The weekly spreads for US domestic copper scrap grades weakened, as prices climbed on a stronger Comex market.
The Comex spot market closed at $3/lb on Tuesday, up from $2.93/lb on August 25.
The spread for US bare bright copper scrap (barley) delivered US consumer was wider at 13.5¢/lb, under the September Comex contract on Tuesday, while the weekly Davis Index for the scrap grade increased by 7.6¢/lb to $2.875/lb delivered US consumer.
The spread for #1 copper (berry/candy) widened by 1.4¢/lb to 20.5¢/lb under the September Comex contract, with the weekly index for #1 copper moving up by 7.7¢/lb to settle at $2.805/lb delivered.
The spread for #2 Light copper weakened by 5.2¢/lb to 40.5¢/lb, under the September Comex contract while the weekly index for #2 Light increased by 3.5¢/lb to $2.605/lb delivered US consumer on Tuesday.
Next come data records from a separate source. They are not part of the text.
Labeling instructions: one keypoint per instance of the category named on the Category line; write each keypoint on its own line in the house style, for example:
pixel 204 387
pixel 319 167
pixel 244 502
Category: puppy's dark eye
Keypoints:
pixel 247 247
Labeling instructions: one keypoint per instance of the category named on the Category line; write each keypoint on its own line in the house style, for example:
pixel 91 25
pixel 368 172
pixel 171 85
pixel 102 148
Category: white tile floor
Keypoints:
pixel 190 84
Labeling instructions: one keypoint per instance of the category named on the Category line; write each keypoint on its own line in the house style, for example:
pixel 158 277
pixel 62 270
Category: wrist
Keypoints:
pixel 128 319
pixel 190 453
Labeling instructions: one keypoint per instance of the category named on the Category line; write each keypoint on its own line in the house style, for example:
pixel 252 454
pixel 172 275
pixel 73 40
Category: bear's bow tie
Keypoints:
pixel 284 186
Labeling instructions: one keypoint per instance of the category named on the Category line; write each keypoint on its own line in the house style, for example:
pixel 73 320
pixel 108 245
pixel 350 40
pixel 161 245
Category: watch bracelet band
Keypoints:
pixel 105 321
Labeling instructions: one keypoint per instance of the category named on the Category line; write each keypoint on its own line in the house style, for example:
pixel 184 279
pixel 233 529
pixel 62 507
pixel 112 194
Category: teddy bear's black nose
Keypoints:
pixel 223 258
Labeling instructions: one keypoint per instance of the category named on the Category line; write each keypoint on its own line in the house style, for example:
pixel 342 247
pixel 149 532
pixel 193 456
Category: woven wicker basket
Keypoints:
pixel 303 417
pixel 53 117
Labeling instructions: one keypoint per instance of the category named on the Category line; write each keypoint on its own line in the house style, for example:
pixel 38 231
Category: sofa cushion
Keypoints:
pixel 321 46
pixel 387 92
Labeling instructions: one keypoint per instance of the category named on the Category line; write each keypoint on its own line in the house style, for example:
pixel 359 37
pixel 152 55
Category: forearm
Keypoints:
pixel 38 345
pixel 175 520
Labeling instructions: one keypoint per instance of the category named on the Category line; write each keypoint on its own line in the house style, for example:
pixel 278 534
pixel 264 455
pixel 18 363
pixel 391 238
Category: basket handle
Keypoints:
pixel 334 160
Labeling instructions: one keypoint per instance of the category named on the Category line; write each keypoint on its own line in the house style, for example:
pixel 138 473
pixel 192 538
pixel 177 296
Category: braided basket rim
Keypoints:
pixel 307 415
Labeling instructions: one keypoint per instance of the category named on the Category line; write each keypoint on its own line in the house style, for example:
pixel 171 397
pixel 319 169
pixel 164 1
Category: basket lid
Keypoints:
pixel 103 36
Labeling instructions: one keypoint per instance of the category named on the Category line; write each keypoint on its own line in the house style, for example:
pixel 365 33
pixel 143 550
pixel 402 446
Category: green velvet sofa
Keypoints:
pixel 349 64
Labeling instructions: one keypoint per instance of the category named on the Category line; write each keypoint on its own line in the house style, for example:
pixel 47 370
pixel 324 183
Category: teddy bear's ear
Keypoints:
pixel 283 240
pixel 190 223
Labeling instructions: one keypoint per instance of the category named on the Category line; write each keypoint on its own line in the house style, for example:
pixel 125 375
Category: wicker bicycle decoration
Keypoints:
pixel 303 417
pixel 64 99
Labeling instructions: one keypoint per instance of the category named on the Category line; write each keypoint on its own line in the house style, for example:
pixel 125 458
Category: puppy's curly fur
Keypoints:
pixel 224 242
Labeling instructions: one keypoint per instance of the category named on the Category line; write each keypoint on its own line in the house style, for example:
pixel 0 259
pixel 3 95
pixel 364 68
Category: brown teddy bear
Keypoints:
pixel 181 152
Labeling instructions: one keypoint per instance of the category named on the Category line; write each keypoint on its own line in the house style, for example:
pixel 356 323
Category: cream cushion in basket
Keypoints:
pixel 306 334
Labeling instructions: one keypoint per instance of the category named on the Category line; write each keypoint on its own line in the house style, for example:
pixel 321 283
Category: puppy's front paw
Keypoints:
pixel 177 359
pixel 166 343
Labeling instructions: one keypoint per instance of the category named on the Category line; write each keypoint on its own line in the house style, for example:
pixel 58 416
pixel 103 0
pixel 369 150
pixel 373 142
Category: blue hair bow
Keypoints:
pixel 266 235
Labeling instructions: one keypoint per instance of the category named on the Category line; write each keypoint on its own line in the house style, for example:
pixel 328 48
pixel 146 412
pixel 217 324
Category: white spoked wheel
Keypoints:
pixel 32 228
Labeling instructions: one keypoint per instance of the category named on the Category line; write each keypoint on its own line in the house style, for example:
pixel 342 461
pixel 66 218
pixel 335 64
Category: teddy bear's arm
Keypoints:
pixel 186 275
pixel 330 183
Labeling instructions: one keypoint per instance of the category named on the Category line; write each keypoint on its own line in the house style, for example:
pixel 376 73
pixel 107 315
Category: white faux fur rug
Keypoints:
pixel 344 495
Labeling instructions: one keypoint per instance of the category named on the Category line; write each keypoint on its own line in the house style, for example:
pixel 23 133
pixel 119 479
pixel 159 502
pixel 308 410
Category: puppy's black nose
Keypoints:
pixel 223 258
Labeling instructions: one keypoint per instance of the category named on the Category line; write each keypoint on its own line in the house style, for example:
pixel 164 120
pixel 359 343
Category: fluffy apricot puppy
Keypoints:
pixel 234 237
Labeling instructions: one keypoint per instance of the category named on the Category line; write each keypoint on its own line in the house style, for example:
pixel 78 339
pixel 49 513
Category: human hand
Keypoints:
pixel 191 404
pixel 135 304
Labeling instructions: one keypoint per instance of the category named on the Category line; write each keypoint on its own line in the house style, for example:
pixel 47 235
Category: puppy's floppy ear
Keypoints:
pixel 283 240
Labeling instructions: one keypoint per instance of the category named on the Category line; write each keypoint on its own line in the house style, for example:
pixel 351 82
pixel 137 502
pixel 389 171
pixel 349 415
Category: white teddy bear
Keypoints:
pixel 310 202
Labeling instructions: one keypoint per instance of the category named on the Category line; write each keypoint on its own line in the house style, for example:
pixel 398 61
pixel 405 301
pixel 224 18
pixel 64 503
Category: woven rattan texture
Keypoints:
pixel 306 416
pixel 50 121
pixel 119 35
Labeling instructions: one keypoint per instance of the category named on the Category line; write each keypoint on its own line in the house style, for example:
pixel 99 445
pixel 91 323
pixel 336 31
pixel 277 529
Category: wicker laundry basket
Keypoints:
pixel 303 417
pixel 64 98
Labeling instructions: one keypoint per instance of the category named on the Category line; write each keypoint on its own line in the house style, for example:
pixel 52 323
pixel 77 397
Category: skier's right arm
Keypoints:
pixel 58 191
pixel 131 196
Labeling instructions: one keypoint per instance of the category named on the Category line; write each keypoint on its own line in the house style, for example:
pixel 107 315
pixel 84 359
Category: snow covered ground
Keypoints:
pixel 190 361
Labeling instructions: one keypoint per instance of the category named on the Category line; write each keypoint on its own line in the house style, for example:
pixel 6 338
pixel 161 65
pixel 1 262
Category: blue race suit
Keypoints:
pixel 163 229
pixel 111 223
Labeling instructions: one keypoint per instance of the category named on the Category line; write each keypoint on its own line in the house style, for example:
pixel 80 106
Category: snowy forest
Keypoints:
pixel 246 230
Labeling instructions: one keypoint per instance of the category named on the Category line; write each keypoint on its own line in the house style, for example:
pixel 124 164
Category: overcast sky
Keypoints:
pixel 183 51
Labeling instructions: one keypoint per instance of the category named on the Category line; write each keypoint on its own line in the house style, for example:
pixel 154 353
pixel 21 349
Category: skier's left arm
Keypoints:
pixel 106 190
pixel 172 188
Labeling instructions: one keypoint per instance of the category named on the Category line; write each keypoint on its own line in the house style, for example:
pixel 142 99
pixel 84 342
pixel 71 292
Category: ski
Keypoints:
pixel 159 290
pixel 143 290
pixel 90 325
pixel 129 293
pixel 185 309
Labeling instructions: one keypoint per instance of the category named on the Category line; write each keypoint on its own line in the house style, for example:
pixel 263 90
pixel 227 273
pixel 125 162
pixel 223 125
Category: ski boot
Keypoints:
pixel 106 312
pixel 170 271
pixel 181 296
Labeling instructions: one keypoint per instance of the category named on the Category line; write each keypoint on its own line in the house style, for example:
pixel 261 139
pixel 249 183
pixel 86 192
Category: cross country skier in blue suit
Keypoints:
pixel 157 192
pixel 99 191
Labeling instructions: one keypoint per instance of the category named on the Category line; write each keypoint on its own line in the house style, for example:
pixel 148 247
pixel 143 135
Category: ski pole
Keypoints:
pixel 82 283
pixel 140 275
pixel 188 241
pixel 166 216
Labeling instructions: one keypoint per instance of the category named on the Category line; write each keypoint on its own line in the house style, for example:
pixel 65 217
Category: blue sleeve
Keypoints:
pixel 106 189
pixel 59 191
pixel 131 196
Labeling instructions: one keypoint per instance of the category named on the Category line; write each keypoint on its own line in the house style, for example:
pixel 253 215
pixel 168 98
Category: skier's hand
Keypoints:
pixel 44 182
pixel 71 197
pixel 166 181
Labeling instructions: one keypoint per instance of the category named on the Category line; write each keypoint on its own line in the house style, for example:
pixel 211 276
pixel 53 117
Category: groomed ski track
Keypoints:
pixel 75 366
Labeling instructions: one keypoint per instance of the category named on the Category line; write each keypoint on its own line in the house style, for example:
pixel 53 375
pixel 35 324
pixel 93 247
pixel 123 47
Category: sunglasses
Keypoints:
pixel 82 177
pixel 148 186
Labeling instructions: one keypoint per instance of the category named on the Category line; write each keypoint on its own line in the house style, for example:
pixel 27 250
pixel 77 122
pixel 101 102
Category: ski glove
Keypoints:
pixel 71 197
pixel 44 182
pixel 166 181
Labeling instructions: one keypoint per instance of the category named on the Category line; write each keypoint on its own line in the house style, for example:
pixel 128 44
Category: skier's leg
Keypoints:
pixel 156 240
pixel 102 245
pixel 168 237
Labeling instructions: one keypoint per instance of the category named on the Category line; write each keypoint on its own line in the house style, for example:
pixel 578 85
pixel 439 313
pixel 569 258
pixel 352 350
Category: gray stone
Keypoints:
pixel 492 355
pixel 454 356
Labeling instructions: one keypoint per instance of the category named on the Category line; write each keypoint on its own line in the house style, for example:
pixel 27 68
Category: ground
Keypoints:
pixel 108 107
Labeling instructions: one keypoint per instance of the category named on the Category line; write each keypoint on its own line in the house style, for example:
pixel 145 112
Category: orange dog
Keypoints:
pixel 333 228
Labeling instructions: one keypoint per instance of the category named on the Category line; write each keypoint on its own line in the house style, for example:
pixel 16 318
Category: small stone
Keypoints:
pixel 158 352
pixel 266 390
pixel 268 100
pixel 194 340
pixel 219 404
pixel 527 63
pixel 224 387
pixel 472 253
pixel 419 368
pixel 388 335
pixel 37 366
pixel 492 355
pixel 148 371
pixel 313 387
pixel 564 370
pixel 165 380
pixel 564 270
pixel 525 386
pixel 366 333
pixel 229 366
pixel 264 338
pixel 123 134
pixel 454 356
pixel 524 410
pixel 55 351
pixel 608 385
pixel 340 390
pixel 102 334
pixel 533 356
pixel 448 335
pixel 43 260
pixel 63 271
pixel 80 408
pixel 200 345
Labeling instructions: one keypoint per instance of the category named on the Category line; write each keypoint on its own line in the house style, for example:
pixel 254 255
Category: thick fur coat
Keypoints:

The robust Comex market has brought scrap to the US scrap yards’ gates, but it is hard to find demand beyond those yards. With the ability to hedge copper scrap, market volatility is less of a concern, making cash management the deciding factor when buying copper scrap, especially when demand for the material from mills ranges from sporadic to non-existent.